ROM is used to store the start-up instructions for a computer, also known as the firmware. Most modern computers use flash-based ROM.
It is part of the BIOS chip, which is located on the motherboard.
Types of ROM –
- MROM (Masked ROM)
First ROMs were hard-wired devices that contained a pre-programmed instructions. These were known as masked ROMs. It was inexpensive ROM.
- PROM (Programmable Read only Memory)
PROM is a read-only memory and can be modified only once by a user. In a blank PROM, user enters the desired contents using a PROM programmer. PROM chip contains small fuses which are burnt open during programming. Once programmed, it is not erasable.

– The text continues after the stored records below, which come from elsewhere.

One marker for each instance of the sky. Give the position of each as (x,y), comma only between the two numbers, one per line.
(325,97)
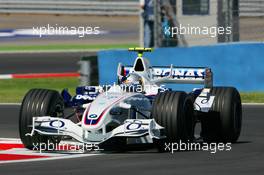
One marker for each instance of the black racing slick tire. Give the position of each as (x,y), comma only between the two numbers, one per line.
(174,111)
(39,102)
(224,120)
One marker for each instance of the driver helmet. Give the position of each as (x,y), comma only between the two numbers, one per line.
(131,82)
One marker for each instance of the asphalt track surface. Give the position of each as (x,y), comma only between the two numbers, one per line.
(246,157)
(11,63)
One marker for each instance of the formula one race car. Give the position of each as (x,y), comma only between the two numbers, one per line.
(137,106)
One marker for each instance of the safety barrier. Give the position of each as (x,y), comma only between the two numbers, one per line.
(239,65)
(91,7)
(251,7)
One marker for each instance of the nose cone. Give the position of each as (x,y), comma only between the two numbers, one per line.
(96,113)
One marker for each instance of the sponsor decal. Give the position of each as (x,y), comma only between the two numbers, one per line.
(57,123)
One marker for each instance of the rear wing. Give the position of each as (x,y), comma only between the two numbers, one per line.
(172,74)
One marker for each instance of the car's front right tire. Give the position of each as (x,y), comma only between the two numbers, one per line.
(37,103)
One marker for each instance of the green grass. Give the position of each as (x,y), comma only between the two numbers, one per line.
(62,47)
(13,90)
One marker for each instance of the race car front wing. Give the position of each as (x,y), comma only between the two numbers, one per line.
(47,125)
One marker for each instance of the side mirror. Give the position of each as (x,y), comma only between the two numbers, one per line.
(124,105)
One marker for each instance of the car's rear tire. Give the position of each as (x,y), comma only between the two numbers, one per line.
(224,120)
(174,111)
(39,102)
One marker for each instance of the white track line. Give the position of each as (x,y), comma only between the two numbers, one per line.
(50,158)
(54,156)
(244,104)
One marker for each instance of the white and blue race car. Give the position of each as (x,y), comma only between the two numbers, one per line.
(137,106)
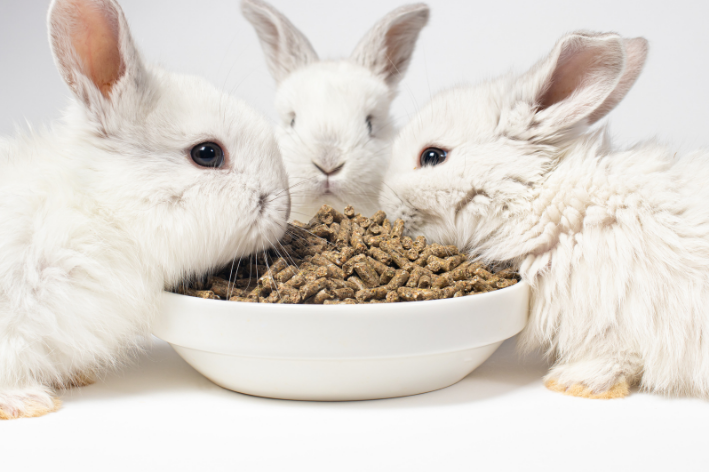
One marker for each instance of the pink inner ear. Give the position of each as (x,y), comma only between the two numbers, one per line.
(95,40)
(573,68)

- EPROM (Erasable and Programmable Read Only Memory)
EPROM can be erased by ultra-violet light for a duration of up to 40 minutes. During programming, an electrical charge is applied in an I/O gate. The charge is sustained for more than ten years because the charge has no leakage path. For erasing the memory ultra-violet light is used through a quartz crystal.

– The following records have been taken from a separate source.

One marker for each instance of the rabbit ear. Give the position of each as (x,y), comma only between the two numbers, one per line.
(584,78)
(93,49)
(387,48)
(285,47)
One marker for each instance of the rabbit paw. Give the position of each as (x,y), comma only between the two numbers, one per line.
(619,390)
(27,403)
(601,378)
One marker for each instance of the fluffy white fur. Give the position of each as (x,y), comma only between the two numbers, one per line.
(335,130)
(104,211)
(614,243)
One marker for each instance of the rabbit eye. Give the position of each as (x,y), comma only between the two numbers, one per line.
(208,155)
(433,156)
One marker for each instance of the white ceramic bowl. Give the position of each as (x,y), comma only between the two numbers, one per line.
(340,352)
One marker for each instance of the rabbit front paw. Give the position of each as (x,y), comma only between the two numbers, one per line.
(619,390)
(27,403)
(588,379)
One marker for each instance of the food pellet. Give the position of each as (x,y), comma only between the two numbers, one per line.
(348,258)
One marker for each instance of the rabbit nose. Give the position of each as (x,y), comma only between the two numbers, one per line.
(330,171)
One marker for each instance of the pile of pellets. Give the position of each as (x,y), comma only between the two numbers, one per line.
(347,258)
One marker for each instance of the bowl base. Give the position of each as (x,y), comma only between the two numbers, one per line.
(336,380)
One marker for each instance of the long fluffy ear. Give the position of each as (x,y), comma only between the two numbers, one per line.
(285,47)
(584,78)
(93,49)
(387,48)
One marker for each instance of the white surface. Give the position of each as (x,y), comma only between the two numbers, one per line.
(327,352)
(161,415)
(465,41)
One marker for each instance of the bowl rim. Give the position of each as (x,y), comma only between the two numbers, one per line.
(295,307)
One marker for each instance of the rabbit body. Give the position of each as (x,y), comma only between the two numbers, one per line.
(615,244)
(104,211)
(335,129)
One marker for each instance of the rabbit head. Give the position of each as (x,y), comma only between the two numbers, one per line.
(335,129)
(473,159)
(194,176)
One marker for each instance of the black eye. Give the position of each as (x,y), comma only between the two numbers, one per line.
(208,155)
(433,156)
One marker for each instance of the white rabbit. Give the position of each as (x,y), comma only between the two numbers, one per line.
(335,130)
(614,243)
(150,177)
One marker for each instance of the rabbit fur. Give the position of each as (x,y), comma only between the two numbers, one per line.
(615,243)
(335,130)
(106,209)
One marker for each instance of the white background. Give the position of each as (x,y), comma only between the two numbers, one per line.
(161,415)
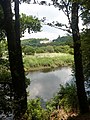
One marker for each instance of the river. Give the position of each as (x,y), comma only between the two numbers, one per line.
(46,83)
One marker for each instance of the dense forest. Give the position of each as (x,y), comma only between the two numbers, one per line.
(17,57)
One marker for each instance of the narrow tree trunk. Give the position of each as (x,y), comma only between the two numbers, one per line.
(15,58)
(83,105)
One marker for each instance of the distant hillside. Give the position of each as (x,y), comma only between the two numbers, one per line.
(65,40)
(33,41)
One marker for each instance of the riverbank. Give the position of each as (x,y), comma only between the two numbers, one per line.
(46,61)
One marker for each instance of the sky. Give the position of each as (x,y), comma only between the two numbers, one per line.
(51,13)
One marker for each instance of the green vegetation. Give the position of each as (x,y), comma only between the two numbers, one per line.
(48,60)
(35,111)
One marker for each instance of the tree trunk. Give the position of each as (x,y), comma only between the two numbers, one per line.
(83,105)
(15,59)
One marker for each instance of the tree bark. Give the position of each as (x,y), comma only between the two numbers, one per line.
(83,105)
(15,59)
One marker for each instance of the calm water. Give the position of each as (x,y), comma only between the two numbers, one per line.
(46,84)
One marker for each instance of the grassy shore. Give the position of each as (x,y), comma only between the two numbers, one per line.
(46,60)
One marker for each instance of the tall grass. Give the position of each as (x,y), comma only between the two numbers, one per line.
(49,60)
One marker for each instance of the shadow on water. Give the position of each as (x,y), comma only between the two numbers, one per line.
(45,83)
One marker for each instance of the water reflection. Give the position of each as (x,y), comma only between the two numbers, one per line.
(46,84)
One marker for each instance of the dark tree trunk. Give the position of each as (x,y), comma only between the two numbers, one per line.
(83,105)
(15,59)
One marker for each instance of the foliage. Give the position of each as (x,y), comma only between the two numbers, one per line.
(43,60)
(86,52)
(28,50)
(35,111)
(29,22)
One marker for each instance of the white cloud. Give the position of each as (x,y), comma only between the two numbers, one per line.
(51,13)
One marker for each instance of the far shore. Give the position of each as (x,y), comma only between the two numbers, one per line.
(45,61)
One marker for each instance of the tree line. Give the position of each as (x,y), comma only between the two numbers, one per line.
(11,29)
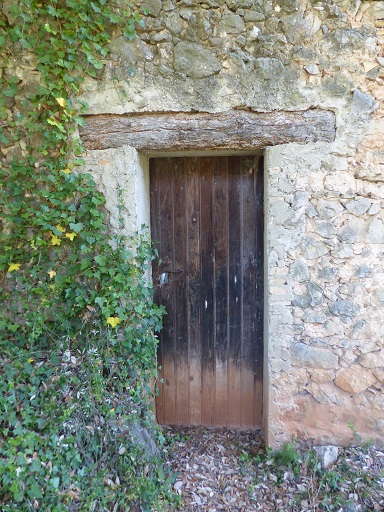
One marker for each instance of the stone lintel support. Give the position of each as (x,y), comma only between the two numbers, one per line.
(184,131)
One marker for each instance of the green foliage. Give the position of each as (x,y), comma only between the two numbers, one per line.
(287,456)
(78,329)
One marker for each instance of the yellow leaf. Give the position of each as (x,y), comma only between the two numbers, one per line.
(55,240)
(113,321)
(61,102)
(14,266)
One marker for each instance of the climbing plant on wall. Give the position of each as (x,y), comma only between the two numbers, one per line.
(78,324)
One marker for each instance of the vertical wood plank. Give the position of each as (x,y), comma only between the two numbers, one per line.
(220,235)
(234,296)
(156,235)
(166,219)
(193,289)
(259,309)
(180,292)
(206,280)
(248,168)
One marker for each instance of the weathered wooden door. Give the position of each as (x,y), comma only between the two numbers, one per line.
(207,217)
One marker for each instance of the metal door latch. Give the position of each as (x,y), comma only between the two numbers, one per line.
(164,277)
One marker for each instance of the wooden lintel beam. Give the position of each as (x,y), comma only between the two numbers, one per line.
(183,131)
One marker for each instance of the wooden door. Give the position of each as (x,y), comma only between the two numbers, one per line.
(207,219)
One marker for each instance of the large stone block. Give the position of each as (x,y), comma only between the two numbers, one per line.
(372,359)
(311,357)
(355,379)
(195,61)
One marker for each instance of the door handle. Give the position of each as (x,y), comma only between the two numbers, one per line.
(164,277)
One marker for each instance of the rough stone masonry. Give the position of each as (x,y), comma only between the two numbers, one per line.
(324,218)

- EEPROM (Electrically Erasable and Programmable Read Only Memory)
EEPROM is programmed and erased electrically and reprogrammed many times. Both erasing and programming to chip takes 4 to 10 milliseconds. EEPROM can be erased one byte at a time instead of erasing the entire chip. Process of re-programming is slow.
RAM vs ROM –
- RAM is volatile in nature as it is automatically erased when computer shutsdown. ROM is non-volatile since it is never erased when there is any shutdown or restart of computer.

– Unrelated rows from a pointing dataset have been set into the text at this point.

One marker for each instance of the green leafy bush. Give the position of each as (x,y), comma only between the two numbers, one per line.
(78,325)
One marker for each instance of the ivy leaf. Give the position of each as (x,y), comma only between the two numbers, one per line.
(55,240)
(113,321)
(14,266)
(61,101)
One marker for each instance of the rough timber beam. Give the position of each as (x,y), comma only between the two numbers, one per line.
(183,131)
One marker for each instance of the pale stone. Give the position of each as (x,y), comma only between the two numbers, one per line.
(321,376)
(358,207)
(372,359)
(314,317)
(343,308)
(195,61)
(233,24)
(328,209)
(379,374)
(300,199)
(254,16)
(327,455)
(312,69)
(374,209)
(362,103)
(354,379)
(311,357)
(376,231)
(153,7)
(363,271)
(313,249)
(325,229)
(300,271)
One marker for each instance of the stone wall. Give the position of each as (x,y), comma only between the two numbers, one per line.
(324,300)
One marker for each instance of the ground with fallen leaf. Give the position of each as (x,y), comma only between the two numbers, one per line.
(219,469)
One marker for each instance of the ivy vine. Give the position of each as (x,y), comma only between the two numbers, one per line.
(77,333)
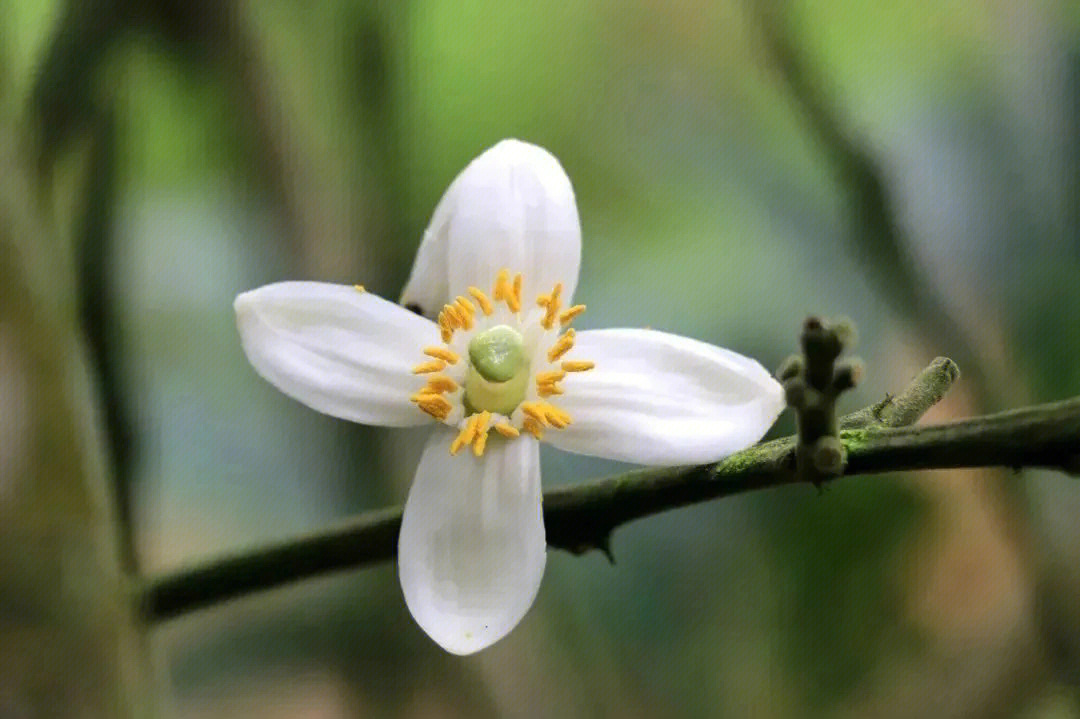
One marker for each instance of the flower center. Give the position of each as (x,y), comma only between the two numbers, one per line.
(499,364)
(499,371)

- RAM can be directly accessed by the processor. On the contrary, ROM cannot be directly accessed by the processor, therefore it is transferred into RAM where it is executed by the processor.
- RAM is used to store the temporary information for limited time. ROM is used to store permanent information that should not be deleted.
- RAM comes in form of chip whereas ROM comes in form of optical drivers made of magnetic tapes.
- RAM chip size is larger than ROM.
- Writing data to a RAM chip is a faster process. Writing data to a ROM is a slow process.
- A RAM chip can store multiple gigabytes (GB) of data, up to 16GB or more per chip. A ROM can store only several megabytes (MB) of data, up to 4 MB or more per chip.
- Examples of RAM are –
- Static and Dynamic RAM
- Examples of ROM are PROM, EPROM and EEPROM
Comparison Table : RAM vs ROM
|VOLATILITY||RAM is volatile in nature as it automatically erased when computer shutdowns.||ROM is non-volatile since it is never erased when there is any shutdown or restart of computer.
|ACCESSIBILITY||RAM can be directly accessed by the processor.||ROM can’t be directly accessed by the processor since it is transferred into RAM where it is executed by the processor.
|STORAGE||RAM is used to store the temporary information for limited time.||ROM is used to store permanent information which can’t be deleted.
|HARDWARE STRUCTURE||RAM is in form of chip .||ROM is generally optical drivers made of magnetic tapes.
|COST||Costlier than ROM.||Cheaper than RAM.
|SIZE||Chip size is larger than ROM.||Chip size is smaller than RAM.
|WRITING SPEED||Writing data to a RAM chip is a faster process.||Writing data to a ROM chip is a slow process.
|STORAGE LIMIT||A RAM chip can store multiple gigabytes(GB) of data, up to 16GB or more per chip.||A ROM chip typically stores only several megabytes(MB) of data, up to 4 MB or more per chip.
|EXAMPLES||Static and Dynamic RAM.||PROM, EPROM and EEPROM are types of ROM.
Download the ROM vs RAM difference table here.
Memory is an important element of a computer. Two types of memories are there –
- Random Access Memory (RAM) is volatile memory, which means that the stored information is lost when there is no power
- Read-only memory (ROM) permanently stores data on personal computers (PCs) and other devices. It does not depend upon voltage.
Hope you would have got the difference between RAM and ROM from above RAM vs ROM comparison table.